In recent weeks, Kenya has witnessed a rapid rise in civic tech development, driven by Gen Z activists protesting the Kenya Finance Bill 2024. Alongside the street protests, a digital movement emerged to break down the bill into digestible, easy-to-understand formats. This effort empowered Kenyans by explaining the reasons behind the protests using short videos on TikTok, X (formerly Twitter), and Instagram.
These videos quickly spread across WhatsApp groups, initially in English but soon expanding into more than 10 local languages to reach Gen Z and parents in rural areas. This grassroots translation effort emphasized the voluntary spirit behind the movement. However, it also revealed a significant gap: an inclusive AI ecosystem that caters to Africa’s linguistic diversity.
A Large Language Model (LLM) released during the protests could only support English and Kiswahili, further highlighting the underrepresentation of African languages in AI tools.
Kiswahili’s Role in Digital Transformation and AI Inclusion
Coincidentally, Kenya hosted the World Kiswahili Language Day celebrations from July 5-7, 2024, marking a significant moment for the language’s promotion. This annual celebration, established by UNESCO in November 2021, recognizes the role of Kiswahili in cultural preservation, social participation, and awareness creation. With over 200 million speakers in more than 14 countries, Kiswahili is not only the most widely spoken language in Sub-Saharan Africa but also ranks among the top 10 most spoken languages in the world.
Despite its prominence, Kiswahili’s digital presence remains limited, placing it among low-resource languages. This lack of digital resources reflects a broader trend affecting over 2,000 African languages—most of which are either underrepresented or completely absent in the AI landscape.
The Digital Divide and the Exclusion of African Languages
The limited availability of digitized African language data creates several challenges:
- Limited access to AI-powered tools such as virtual assistants (e.g., Siri, Alexa) and machine translation services.
- Barriers to AI innovation due to the lack of text and speech data required to train models for African languages.
- Exacerbation of the digital divide, excluding millions of Africans from economic and technological opportunities.
The AI revolution requires three critical steps:
- Language data collection – gathering text and speech resources for training.
- Model development – building AI tools using these datasets.
- Tool deployment – making these tools accessible to users.
However, without adequate datasets, Natural Language Processing (NLP) researchers cannot create the AI tools needed for African languages, limiting access to essential technology.

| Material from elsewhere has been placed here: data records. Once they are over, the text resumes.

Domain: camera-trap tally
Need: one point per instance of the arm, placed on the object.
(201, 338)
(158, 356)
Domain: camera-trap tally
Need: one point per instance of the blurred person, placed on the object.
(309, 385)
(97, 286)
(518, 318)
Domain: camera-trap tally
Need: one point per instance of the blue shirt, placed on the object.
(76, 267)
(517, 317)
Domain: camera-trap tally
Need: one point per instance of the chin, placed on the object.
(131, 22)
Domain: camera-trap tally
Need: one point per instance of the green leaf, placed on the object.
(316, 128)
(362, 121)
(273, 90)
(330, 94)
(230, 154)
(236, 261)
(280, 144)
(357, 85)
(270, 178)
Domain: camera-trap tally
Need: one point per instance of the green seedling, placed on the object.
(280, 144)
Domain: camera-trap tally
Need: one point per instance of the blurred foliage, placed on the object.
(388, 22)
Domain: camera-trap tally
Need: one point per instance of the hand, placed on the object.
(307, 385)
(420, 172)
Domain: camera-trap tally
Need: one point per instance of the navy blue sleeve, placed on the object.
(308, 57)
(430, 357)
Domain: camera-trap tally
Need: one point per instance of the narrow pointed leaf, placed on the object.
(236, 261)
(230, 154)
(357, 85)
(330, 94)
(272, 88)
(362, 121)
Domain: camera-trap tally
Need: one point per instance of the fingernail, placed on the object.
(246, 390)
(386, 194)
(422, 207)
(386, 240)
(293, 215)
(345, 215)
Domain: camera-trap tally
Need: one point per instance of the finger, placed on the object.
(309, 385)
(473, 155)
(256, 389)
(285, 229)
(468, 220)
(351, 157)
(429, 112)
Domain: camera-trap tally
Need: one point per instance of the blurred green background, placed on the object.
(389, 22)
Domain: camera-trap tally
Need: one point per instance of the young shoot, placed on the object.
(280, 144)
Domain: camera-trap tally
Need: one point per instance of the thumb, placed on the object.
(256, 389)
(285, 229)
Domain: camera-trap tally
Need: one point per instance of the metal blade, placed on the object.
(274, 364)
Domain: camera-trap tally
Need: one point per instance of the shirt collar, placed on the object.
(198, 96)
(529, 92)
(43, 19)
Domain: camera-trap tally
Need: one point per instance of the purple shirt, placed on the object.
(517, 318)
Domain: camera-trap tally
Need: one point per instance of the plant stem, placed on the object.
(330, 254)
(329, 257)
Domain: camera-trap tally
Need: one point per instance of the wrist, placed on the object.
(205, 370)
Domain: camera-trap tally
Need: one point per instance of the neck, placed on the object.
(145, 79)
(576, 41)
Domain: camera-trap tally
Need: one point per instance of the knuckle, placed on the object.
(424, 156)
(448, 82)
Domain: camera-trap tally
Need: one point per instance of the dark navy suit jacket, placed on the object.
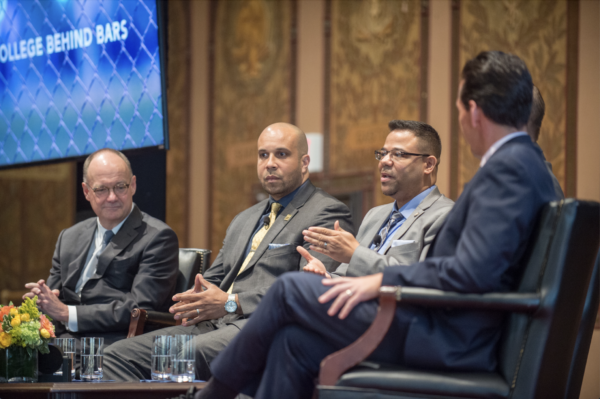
(479, 249)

A Global Language Readiness Index: Paving the Way Forward
Given the importance of datasets for bespoke African AI models, there is an urgent need for a systematic approach to language data creation. An African Language Readiness Index—similar to the Government AI Readiness Index 2023—could be a game-changer. Such an index would provide a framework to:
- Identify gaps in data availability for African languages.
- Set priorities for data collection and expansion efforts.
- Design strategies to efficiently collect and expand language datasets.
Through collaborative efforts across the AI and NLP sectors, such an index could assess how prepared a language is for machine learning applications. This systematic approach would accelerate the development of African language tools, ensuring speakers of these languages can access digital services in their native tongues.
Building an Inclusive Digital Future for Africa
The recent surge in digital civic engagement across Kenya is a clear indication of Africa’s growing interest in technology-driven activism. However, to ensure that all Africans benefit from this digital wave, the tools and platforms being created must cater to all languages spoken across the continent.
Addressing the linguistic exclusion in AI will:
- Bridge the digital divide, ensuring more Africans have access to technology.
- Incorporate African voices in the global digital space.
- Boost economic growth, as people can interact with AI tools in their own languages.
The digital transformation unfolding in Kenya and across Africa offers an opportunity to reshape the AI landscape to include the diverse languages of the continent. By focusing on language inclusion, Africa can create a more inclusive and innovative future for all.